O isolamento do governo face aos cidadãos, a incapacidade da oposição e o controlo do Estado por grupos de interesses é o ambiente adequado ao nascimento das ditaduras.

O governo tem contribuído grandemente para esta situação. A sua política confunde-se com o acordo da Troika e mesmo que não existisse a Troika, o programa do governo seria o mesmo, de acordo com as declarações do Primeiro Ministro.

O governo está apostado em destruir a classe média, transformando os portugueses em mão de obra barata e pouco qualificada: um exército de assalariados ao serviço de um grupo dominante, constituído pelos bancos, empresas majestáticas e de capital estrangeiro, alguns grupos de interesses e a superestrutura partidária. Não é uma política económica, mas uma verdadeira engenharia social, meticulosa e friamente implementada. Mais que o cumprimento acéfalo do Programa de Ajustamento, é um Programa Político. Não é um programa neoliberal porque a centralização do Estado se tem acentuado, em nome de uma legitimidade democrática que já não existe porque desmentida pela rua que exige outra legitimidade, não meramente formal. O governo pensa ainda que com um pouco de pão e circo pode tornar a ganhar as eleições em 2015. Mas o mundo mudou e a ideia do português humilde e resignado está em extinção. E que fazem as oposições? Nada.

Movem-se num quadro político ultrapassado, não entendem as aspirações do cidadão, não conseguindo articulá-las numa estrutura aparelhistica desligada da realidade social.
Quem os ouve a falar e contrasta os seus discursos com que se passa na rua lembra-se da caverna de Platão, a qual não é espelho da realidade, mas tão só o desejo que a realidade fosse moldada pela ideia.
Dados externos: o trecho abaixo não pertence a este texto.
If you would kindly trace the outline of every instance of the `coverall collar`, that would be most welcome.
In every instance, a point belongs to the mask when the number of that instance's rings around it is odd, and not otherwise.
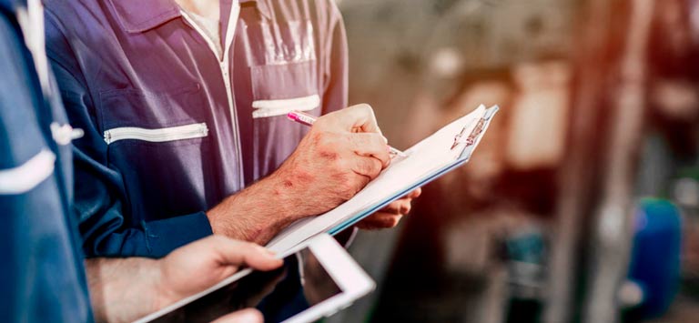
[[[13,1],[25,0],[0,0],[0,4]],[[265,0],[238,1],[240,4],[255,3],[260,15],[271,19],[269,5]],[[121,27],[130,34],[148,31],[182,15],[173,0],[109,0],[109,5],[114,8]]]

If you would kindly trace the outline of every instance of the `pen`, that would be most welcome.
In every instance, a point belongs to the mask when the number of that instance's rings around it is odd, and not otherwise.
[[[305,114],[300,111],[291,111],[289,114],[287,114],[287,117],[289,117],[291,121],[296,121],[301,125],[306,125],[309,126],[313,126],[313,123],[316,122],[315,116],[310,116],[309,114]],[[405,153],[390,146],[389,146],[389,149],[390,150],[390,153],[395,156],[400,156],[401,157],[406,156]]]

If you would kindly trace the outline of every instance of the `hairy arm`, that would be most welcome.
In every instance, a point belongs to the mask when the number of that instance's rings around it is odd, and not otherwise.
[[[86,260],[86,267],[95,320],[130,322],[213,286],[242,266],[271,270],[281,264],[259,246],[211,236],[162,259],[95,258]],[[234,314],[225,320],[261,319],[254,309]]]

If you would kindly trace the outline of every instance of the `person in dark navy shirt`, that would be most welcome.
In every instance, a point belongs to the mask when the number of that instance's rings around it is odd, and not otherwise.
[[[265,244],[389,164],[368,106],[352,108],[373,125],[363,133],[286,120],[347,106],[331,0],[45,4],[51,66],[85,130],[75,212],[88,256],[161,257],[212,233]],[[416,195],[361,226],[395,226]]]

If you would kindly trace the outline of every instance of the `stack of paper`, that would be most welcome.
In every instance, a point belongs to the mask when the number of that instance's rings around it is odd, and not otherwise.
[[[354,197],[323,215],[289,226],[267,247],[284,252],[311,237],[336,234],[413,189],[465,164],[481,141],[498,106],[479,106],[396,157]]]

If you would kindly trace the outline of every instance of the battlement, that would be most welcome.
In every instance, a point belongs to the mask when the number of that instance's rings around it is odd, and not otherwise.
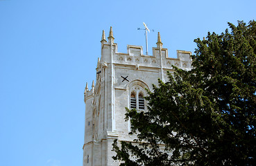
[[[112,35],[113,33],[110,32],[110,34]],[[119,53],[117,44],[114,43],[114,38],[110,36],[108,42],[104,39],[105,38],[105,33],[103,33],[101,40],[101,62],[169,69],[171,69],[171,66],[173,65],[184,70],[191,69],[191,59],[190,57],[191,53],[177,50],[177,58],[169,57],[168,49],[162,48],[159,33],[156,43],[157,47],[152,48],[152,55],[143,55],[142,46],[133,45],[127,45],[127,53]],[[111,46],[112,50],[110,50]]]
Em suma, o país está maduro para um Grillo. Basta avançar alguém credível. A manifestação 2 de Março demonstrou que o país não está adormecido e resignado, mas indignado com a falta de esperança e com a liquidação do futuro.

É necessário que esta revolta se traduza em comprometimento e que não fique pelo enfado, como acentua Stephane Hessel, o pai do “Indignai-vos”.